Crisis Averted

June 5, 2023

 

A debt ceiling deal and a healthy employment report rallied stocks last week. The S&P 500 Index ended the week +1.7%, the Dow was +2.2%, and the NASDAQ was +1.8%. The 10-year U.S. Treasury note yield decreased to 3.693% at Friday’s close versus 3.820% the previous week.

The debt ceiling deal was passed by the House of Representatives and Senate and signed by President Biden ahead of the June 5th deadline. Next up is the June 14th Federal Open Market Committee (FOMC) rate decision. Recent comments by Fed officials about the possibility of a pause have reversed expectations from a week ago. Currently, there is a 77% expectation the FOMC takes a pause in the rate increase cycle at the June meeting. The last significant data point for Fed officials to consider is the May Consumer Price Index (CPI) report scheduled for June 13th prior to the FOMC meeting.

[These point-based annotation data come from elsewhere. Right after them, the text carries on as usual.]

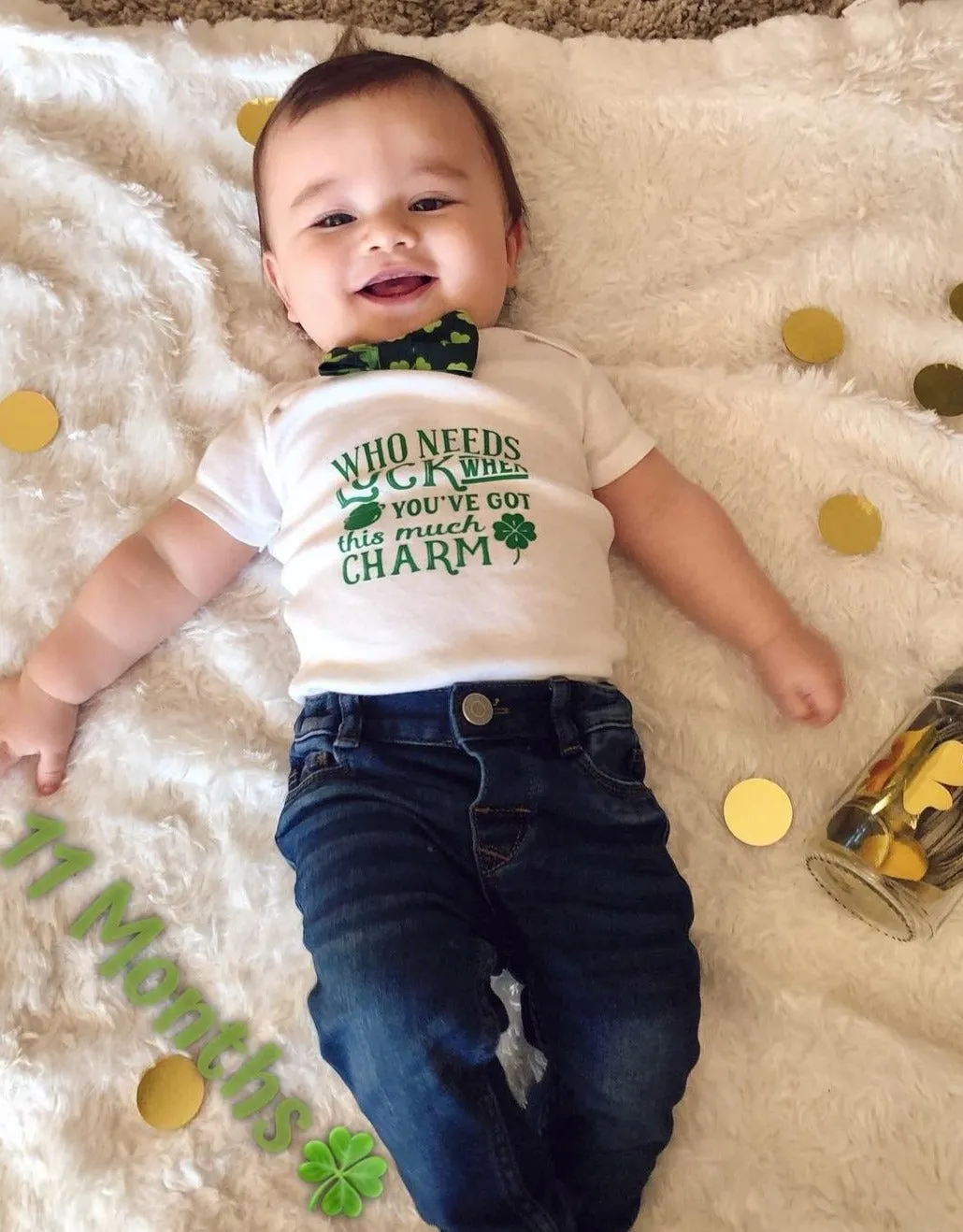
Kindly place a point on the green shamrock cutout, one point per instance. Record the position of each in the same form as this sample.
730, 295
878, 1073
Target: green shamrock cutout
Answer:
515, 533
367, 350
344, 1172
363, 515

The U.S. economy produced 339,000 net new jobs in May versus an expectation of 190,000. The unemployment rate rose to 3.7% from 3.4% in April. Jobs gains were broad based across industries. Wage growth, while still healthy, slowed from April.

With 494 companies in the S&P 500 Index complete on first quarter earnings reporting, earnings for the period are expected to be nearly flat year-over-year with revenue growth of 3.6%. This is a healthy outperformance relative to initial expectations that earnings for the quarter would decline 5.2% year-over-year on revenue growth of 1.6%. Current expectations for full year 2023 earnings are an increase of 1.6% on revenue growth of 1.8%.

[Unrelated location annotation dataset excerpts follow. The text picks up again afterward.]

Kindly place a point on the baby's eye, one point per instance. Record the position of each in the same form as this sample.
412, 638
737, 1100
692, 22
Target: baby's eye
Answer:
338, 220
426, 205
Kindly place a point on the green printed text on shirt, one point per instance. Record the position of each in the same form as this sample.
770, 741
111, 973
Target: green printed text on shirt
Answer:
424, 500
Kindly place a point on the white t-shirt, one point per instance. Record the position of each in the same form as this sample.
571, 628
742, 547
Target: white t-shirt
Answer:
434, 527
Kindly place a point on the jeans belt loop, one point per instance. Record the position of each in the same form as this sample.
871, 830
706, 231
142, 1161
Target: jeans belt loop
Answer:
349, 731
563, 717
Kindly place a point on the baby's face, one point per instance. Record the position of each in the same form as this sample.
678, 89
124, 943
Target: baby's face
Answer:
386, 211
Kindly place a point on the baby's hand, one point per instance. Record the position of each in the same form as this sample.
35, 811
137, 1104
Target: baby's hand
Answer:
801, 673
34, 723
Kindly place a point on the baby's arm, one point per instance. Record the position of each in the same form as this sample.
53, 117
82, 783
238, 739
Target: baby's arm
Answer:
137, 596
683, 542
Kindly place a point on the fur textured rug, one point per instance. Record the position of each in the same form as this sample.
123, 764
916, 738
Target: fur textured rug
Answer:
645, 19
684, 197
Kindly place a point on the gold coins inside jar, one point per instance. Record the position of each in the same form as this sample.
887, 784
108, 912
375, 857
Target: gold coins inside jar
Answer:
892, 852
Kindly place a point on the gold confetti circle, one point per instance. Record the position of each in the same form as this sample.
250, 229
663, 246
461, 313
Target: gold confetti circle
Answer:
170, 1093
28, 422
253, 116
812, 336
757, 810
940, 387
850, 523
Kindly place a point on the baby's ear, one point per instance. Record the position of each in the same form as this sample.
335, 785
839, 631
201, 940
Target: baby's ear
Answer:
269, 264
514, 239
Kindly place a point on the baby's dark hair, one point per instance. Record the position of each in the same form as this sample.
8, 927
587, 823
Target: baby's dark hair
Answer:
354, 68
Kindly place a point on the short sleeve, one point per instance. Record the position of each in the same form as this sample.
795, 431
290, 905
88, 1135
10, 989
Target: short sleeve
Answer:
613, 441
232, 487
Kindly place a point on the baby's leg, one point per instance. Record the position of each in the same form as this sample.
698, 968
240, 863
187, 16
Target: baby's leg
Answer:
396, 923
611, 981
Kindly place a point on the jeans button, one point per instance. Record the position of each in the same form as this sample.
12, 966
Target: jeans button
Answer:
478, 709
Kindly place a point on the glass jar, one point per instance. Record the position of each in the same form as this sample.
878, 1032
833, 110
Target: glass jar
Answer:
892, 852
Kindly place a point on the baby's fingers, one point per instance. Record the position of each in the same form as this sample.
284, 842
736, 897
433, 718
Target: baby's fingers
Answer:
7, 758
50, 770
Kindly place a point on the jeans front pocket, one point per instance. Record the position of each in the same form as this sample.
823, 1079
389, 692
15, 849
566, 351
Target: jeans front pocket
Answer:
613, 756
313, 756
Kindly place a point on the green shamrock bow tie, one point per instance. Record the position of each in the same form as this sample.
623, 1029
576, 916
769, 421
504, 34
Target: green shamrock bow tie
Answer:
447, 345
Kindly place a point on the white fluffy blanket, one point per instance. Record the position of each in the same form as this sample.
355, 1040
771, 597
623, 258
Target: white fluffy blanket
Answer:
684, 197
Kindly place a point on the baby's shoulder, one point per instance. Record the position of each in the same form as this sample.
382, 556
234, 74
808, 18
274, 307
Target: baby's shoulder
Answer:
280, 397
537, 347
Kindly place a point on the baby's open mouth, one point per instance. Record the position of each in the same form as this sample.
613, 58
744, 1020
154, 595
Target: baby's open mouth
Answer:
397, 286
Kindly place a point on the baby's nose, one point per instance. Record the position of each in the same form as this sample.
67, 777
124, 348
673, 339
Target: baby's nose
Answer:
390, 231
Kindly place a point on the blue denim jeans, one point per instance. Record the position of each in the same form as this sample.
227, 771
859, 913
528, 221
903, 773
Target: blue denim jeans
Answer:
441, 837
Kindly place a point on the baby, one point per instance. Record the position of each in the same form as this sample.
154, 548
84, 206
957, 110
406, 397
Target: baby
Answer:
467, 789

In our Dissecting Headlines section, we look at the student debt deadline.

 

Financial Market Update

 

Dissecting Headlines: Student Loans

One point in the debt ceiling bill was an end to the student loan payment pause. The pause is scheduled to end 60 days after June 30th, making loan payments due at the end of August. By having the re-start codified in the debt ceiling bill, it eliminates the potential that the president could unilaterally extend it again.

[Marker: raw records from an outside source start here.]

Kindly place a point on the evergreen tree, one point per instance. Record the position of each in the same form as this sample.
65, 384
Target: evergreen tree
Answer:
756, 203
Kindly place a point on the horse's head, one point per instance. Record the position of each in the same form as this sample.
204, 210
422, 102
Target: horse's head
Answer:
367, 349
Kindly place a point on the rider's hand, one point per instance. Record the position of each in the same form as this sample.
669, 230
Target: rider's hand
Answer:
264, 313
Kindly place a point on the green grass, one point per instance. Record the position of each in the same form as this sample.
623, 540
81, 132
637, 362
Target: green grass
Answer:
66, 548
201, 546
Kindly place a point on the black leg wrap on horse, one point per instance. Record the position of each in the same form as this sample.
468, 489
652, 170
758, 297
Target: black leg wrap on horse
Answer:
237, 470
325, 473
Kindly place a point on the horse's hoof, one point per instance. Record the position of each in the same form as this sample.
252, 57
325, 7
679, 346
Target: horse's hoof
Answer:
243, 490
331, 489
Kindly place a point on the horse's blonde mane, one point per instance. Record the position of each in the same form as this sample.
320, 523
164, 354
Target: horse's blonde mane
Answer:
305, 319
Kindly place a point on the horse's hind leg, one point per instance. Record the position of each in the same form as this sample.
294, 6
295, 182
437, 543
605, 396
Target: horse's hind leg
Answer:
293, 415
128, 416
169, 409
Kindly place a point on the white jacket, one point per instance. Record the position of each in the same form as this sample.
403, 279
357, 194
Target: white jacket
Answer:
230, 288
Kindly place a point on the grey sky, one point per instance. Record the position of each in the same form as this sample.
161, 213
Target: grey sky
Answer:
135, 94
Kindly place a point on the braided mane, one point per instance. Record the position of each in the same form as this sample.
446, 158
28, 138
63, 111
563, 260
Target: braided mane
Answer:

The debt ceiling bill did not block the president’s plan to cancel up to $20,000 in student loans per borrower. That will be left to a Supreme Court decision that is likely to be released by late June or early July. The Congressional Budget Office estimates the cost of the cancellation program to be $400 billion. Last week, the Senate voted to repeal the president’s relief program, but it is likely to be vetoed.

Federal student debt is approximately $1.6 trillion dollars and monthly payments total several billion dollars across the borrower base. The re-start of payments could have a ripple in the economy as that cash flow has been directed to other discretionary uses since payments were paused in March 2020. It could alter multiple discretionary spending categories, increase private refinancing and debt consolidation, and potential shifts in the labor market by borrowers needing to increase their income.